Question

What is min. velocity $v$ must be imparted to particle such that par string remain taut?

• A. $\sqrt{gl}$
• B. $\sqrt{2gl}$
• C. $\sqrt{3gl}$
• D. $\sqrt{5gl}$

Answer 1

Answer: (B)

$\sqrt{2gl}$

Answer 2

For the string to remain taut, the tension ($T$) in the string must always be greater than or equal to zero. Let $v'$ be the speed of the particle at an angle $\theta$ with the vertical. The forces acting on the particle are the tension $T$ along the string (towards the pivot) and gravity $mg$ downwards.

Applying Newton's second law along the radial direction: $T - mg\cos\theta = m \frac{v'^2}{l}$ $T = mg\cos\theta + m \frac{v'^2}{l}$

For the string to remain taut, $T \ge 0$.

If the particle is imparted an initial velocity $v$ at the lowest point ($\theta = 0$), its speed $v'$ at an angle $\theta$ can be found using conservation of energy: $\frac{1}{2}mv^2 = \frac{1}{2}mv'^2 + mgl(1-\cos\theta)$ $v'^2 = v^2 - 2gl(1-\cos\theta)$

Slackening occurs if $T \le 0$. This condition is most critical when the pendulum swings beyond the horizontal level ($\theta > 90^\circ$), where $\cos\theta < 0$.

The minimum velocity required at the lowest point to prevent the string from going slack is the velocity that allows the pendulum to reach at least the horizontal level ($\theta = 90^\circ$) without the tension becoming zero.

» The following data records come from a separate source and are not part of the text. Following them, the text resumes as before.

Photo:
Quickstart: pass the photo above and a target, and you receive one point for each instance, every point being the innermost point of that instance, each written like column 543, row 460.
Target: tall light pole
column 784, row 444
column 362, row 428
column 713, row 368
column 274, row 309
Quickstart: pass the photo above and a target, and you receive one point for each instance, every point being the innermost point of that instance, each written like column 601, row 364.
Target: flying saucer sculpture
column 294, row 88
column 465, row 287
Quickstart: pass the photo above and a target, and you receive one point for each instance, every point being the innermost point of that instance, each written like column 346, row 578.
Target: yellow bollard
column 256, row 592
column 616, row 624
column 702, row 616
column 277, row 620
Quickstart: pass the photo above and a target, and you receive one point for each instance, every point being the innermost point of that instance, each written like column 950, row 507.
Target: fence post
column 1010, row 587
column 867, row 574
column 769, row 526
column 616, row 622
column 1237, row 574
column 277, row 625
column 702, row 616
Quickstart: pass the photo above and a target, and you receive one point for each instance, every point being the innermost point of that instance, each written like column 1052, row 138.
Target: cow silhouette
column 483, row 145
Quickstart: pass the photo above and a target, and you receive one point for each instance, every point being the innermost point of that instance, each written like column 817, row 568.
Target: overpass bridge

At $\theta = 90^\circ$, the tension equation becomes: $T = mg\cos(90^\circ) + m \frac{v'^2}{l} = m \frac{v'^2}{l}$ For the string to be taut, $T \ge 0$, which means $v' \ge 0$.

The minimum velocity $v$ at the bottom such that the string just remains taut corresponds to the case where the pendulum reaches the horizontal level ($\theta = 90^\circ$) with zero velocity ($v'=0$). Using conservation of energy: $\frac{1}{2}mv^2 = \frac{1}{2}m(0)^2 + mgl(1-\cos 90^\circ)$ $\frac{1}{2}mv^2 = 0 + mgl(1-0)$ $\frac{1}{2}mv^2 = mgl$ $v^2 = 2gl$ $v = \sqrt{2gl}$

If the initial velocity $v$ at the bottom is less than $\sqrt{2gl}$, the pendulum will not reach the horizontal level ($\theta = 90^\circ$). At its highest point, $\theta_{max} < 90^\circ$, and $v'=0$. The tension at this point will be $T = mg\cos\theta_{max} > 0$, so the string remains taut.

Therefore, the minimum velocity that must be imparted at the lowest point such that the string can remain taut (i.e., to reach at least the horizontal level without slackening) is $\sqrt{2gl}$.